Background: Endometrial carcinoma (EC) is one of the most common malignancies in women worldwide. For EC patients discovered at an early stage, the prognosis is good. However, the advanced EC patients (stage III-IV) have very poor prognoses. The competitive endogenous RNAs (ceRNA) regulatory network in EC remains unclear, and the relationship between hub RNAs and important clinical characters (clinical stage) has not been strictly studied yet.
Objective: In order to study the development of endometrial carcinoma and the identification of early diagnostic markers, the relationship between hub RNAs and important clinical traits (clinical stage) was strictly studied.
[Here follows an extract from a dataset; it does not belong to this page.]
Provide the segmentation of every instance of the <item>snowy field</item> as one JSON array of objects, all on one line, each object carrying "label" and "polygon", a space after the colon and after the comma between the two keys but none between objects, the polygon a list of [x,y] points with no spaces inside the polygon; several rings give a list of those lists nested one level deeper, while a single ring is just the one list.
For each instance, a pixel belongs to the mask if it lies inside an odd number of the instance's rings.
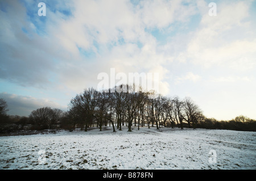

Methods: The co-expression networks of mRNA, lncRNA, and miRNA were constructed by weighted gene co-expression network analysis. Gene ontology (GO) biological process terms and Kyoto Encyclopedia of Genes and Genomes (KEGG) pathway enrichment analyses were carried out for DEmRNA. AceRNA regulated network was constructed based on miRcode, miRDB, TargetScan, and miRTarBase. Furthermore, survival analysis, regression analysis of mRNA-lncRNA pairs, and gene set enrichment analysis were carried out.
Results: A ceRNA network containing 11 mRNAs, 4 miRNAs, and 18 lncRNAs was constructed based on aberrantly expressed RNAs in the co-expression modules. In this network, 7 mRNAs, 4 lncRNAs, and 1 miRNA were found closely related to the overall survival of EC. The positive correlations of 35 pairs of mRNA and lncRNA in the ceRNA network were obtained. Notably, 5 mRNAs, 3 lncRNAs, and 1 miRNA were identified as potential prognostic biomarkers for EC. Single gene GSEA analysis revealed that the signal pathways related to cell cycle and cancer were highly enriched.
Conclusion: Identification of five mRNAs (CBX6, PIM1, RIMS3, SOX11, and XKR7), three lncRNA (WT1-AS, LINC00494, and LINC00501), and one miRNA (miR-195) as potential prognostic biomarkers for EC was helpful for the early diagnosis, prognosis, and development of new treatment strategies of EC patients.